RE: The Standards Manifesto from Joshua Allen on 2002-05-23 (www-rdf-interest@w3.org from May 2002)

From: Joshua Allen <joshuaa@microsoft.com>
Date: Wed, 22 May 2002 22:40:52 -0700
To: "Dan Brickley" <danbri@w3.org>
Cc: <www-talk@w3.org>, <www-rdf-interest@w3.org>, "Aaron Swartz" <me@aaronsw.com>
Message-ID: <4F4182C71C1FDD4BA0937A7EB7B8B4C105534FC8@red-msg-08.redmond.corp.microsoft.com>
> others... there are tools out there. And publication isn't hard. HTTP
> servers are plentiful. There are a number of query languages
implemented.

> Your specific scenarios aren't too far from the Annotea work, and
similar
> efforts over on www-annotations@w3.org. What do you think stands in
the
> way of that work going mom'n'dad mainstream?

The server-centric model is the thing that stops it going mainstream, I
think.  I have thought about the particular example of annotea a lot,
since identical functionality *has* propagated to Mom'n'dad mainstream
in the form of Microsoft's Sharepoint Team Services "discussion server".
It is possible to annotate within any HTML page, Word Document, etc. and
anyone who is pointed to the same "discussion server" as you can see
your annotations, annotate the annotations, and so on.  It is fairly old
technology, shipping for about 2 years.  There are many places that
offer discussion server hosting for cheap ($8/month is one I just saw).

I have used annotea+Amaya as well, and the functionality is pretty
similar.  Sharepoint has much higher adoption, but probably this is
because Mom'n'dad don't use Amaya, and they *do* use IE.  The annotea
plugin for IE is a pretty poor UI compared to the Amaya one, IMO, and
more "experimental" than anything.  So any "normal" user today wanting
to annotate documents and share with others is faced with the prospect
of switching browsers, trying to install an annotea server, and so on.

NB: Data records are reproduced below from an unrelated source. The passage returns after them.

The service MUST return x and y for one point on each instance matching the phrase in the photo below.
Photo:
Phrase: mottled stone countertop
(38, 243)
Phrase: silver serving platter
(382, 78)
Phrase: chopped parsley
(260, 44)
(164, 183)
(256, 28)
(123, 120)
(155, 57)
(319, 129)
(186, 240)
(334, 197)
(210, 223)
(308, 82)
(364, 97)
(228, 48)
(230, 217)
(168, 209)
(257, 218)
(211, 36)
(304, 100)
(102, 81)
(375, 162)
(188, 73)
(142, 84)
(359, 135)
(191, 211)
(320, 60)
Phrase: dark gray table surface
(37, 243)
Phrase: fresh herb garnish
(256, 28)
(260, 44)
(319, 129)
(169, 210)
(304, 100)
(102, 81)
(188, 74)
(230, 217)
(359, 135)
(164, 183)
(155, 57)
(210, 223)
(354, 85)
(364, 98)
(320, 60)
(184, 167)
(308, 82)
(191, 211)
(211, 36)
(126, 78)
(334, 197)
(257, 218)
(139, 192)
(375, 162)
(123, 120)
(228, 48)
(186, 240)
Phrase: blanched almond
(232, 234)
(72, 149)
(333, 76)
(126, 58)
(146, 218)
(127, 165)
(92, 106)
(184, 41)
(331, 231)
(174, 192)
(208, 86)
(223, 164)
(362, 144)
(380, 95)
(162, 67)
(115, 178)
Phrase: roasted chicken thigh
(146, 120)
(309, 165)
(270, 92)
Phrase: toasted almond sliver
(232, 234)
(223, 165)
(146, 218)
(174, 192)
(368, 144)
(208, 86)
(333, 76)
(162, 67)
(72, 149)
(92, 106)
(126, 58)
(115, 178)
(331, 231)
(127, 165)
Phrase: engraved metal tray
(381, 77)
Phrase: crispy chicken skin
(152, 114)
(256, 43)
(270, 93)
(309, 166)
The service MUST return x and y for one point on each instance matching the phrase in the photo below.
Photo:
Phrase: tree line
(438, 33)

But like I said, I think it is the server-centric model that limits
adoption of *both* STS and Annotea, I am just pointing out that Annotea
is intimidating to the average user, and that probably explains why
Sharepoint is outpacing Annotea within this limited range of adoption
potential.

Now, when I say "server-centric", what I mean is that you need to be
using the same discussion/annotea server as me if you want to see my
annotations.  This would be like saying that you have to dialup to my
network if you want to read my web pages.  Every annotation server
becomes an island of metadata.  This model only scales so far.

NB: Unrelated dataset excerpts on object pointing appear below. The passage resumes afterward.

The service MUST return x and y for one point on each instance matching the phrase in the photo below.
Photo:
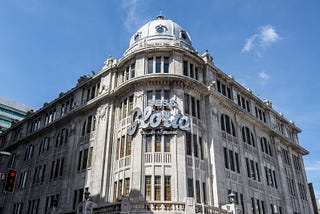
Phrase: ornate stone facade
(235, 144)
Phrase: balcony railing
(157, 157)
(127, 206)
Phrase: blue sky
(269, 46)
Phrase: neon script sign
(151, 118)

And annotea begs the question, what do I gain by using RDF and URIs
internally?  True, it makes it easy to import/export data between
servers, but no easier than doing the same with Sharepoint, and an
adapter that converts between sharepoint (or annotea) and any
intermediate format is not too hard to write (and most developers would
just use XML to do this, not RDF).  And in either case, interacting with
the annotation server uses some custom protocol that needs to be
implemented.  So as far as the typical user or sysadmin is concerned,
RDF is an implementation detail and doesn't make much real-world
difference to the solution.  Just to be clear, I am not saying that
RDF+URI is *bad*, just that a server-centric model where you have to
build bridges between every server manually *anyway* pretty much
neutralizes the value of RDF and URIs.  The server-centric model is
completely contrary to the semantic web, IMO.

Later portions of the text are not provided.